Una tecnica che invia impulsi magnetici, usata contro la depressione si rivela efficace anche contro l’emicrania.

Lo studio condotto da Richard Lipton, uno dei maggiori esperti d’oltreoceano in fatto di cefalee, che lavora all’Albert Einstein College di New York, spiega come la TMS (stimolazione magnetica transcranica) sarebbe utile per contrastare l’emicrania con aura.

La ricerca pubblicata sul Lancet Neurology è stata condotta su 164 pazienti che soffrivano di emicrania, tra questi, coloro che hanno usufruito della stimolazione, entro due ore e per la successiva giornata, hanno visto calare gli attacchi del 39 per cento, quelli invece che ne avevano ricevuta una finta andavano incontro ad un miglioramento solo per il 22 per cento.

Il trattamento associato a emicrania e depressione però non è nuovo, già nel 2006 i neurologi dell‘Istituto neurologico Besta di Milano, diretti da Gennaro Bussone, riuscirono a curare un’emicranica depressa, attraverso la VNS (stimolazione vagale), ossia una tecnica di microimpulsi elettrici inviati al cervello lungo il nervo vago del collo.

Successivamente due anni fa, gli psichiatri della Pennsylvania University di Boston diretti da John O’Reardon, curarono alcuni pazienti depressi nonché emicranici, con la stimolazione magnetica transcranica.
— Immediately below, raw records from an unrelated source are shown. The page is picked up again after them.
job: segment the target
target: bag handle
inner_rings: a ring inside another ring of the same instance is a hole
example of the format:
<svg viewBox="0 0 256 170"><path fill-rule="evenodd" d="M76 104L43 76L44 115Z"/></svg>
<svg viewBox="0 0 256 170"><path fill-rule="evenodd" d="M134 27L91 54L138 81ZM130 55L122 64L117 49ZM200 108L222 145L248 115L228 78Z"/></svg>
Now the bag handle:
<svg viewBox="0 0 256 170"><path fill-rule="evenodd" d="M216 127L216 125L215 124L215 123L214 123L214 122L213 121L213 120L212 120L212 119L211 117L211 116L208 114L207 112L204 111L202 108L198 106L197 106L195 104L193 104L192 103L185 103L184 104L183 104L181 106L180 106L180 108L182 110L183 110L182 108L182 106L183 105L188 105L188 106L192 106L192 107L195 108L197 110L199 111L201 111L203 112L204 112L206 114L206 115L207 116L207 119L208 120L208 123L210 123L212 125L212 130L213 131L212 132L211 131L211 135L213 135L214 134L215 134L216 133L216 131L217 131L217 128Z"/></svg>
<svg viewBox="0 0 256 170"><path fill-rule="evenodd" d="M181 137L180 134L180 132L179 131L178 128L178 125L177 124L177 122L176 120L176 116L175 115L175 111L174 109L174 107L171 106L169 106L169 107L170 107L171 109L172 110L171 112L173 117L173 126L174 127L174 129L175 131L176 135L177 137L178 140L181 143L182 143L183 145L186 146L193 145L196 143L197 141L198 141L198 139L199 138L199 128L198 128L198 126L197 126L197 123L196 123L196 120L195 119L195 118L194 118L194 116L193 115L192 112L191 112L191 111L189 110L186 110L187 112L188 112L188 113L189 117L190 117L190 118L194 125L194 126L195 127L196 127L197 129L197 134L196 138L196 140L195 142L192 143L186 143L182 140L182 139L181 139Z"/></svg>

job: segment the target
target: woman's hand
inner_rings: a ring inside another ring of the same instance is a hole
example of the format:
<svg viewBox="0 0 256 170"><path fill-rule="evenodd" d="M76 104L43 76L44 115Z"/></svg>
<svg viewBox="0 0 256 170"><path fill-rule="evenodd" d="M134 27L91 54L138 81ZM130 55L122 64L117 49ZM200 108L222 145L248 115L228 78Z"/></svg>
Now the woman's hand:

Da questa scoperta pubblicata su Biological Psychiatry, è partito lo studio di Lipton, che l’anno dopo presentò al congresso della Società Americana delle Cefalee di Boston uno studio verificato circa l’efficacia della TMS direttamente sull’emicrania.

Lo strumento prima molto ingrombrante è ora, prodotto in versione “tascabile” negli Stati Uniti, si tratta di un piccolo cubo dotato di manici che il paziente può poggiare dietro la nuca, per automedicarsi immediatamente all’arrivo dell’attacco.

Una parte del mondo scientifico però, ha sollevato perplessità circa l’utilizzo dello strumento senza controllo medico, e gli effetti collaterali, benché questi finora non si siano verificati.

In teoria infatti, gli impulsi magnetici potrebbero modificare circuiti nervosi aberranti, favorendo manifestazioni psicopatologiche anche gravi  come crisi maniacali o allucinazioni.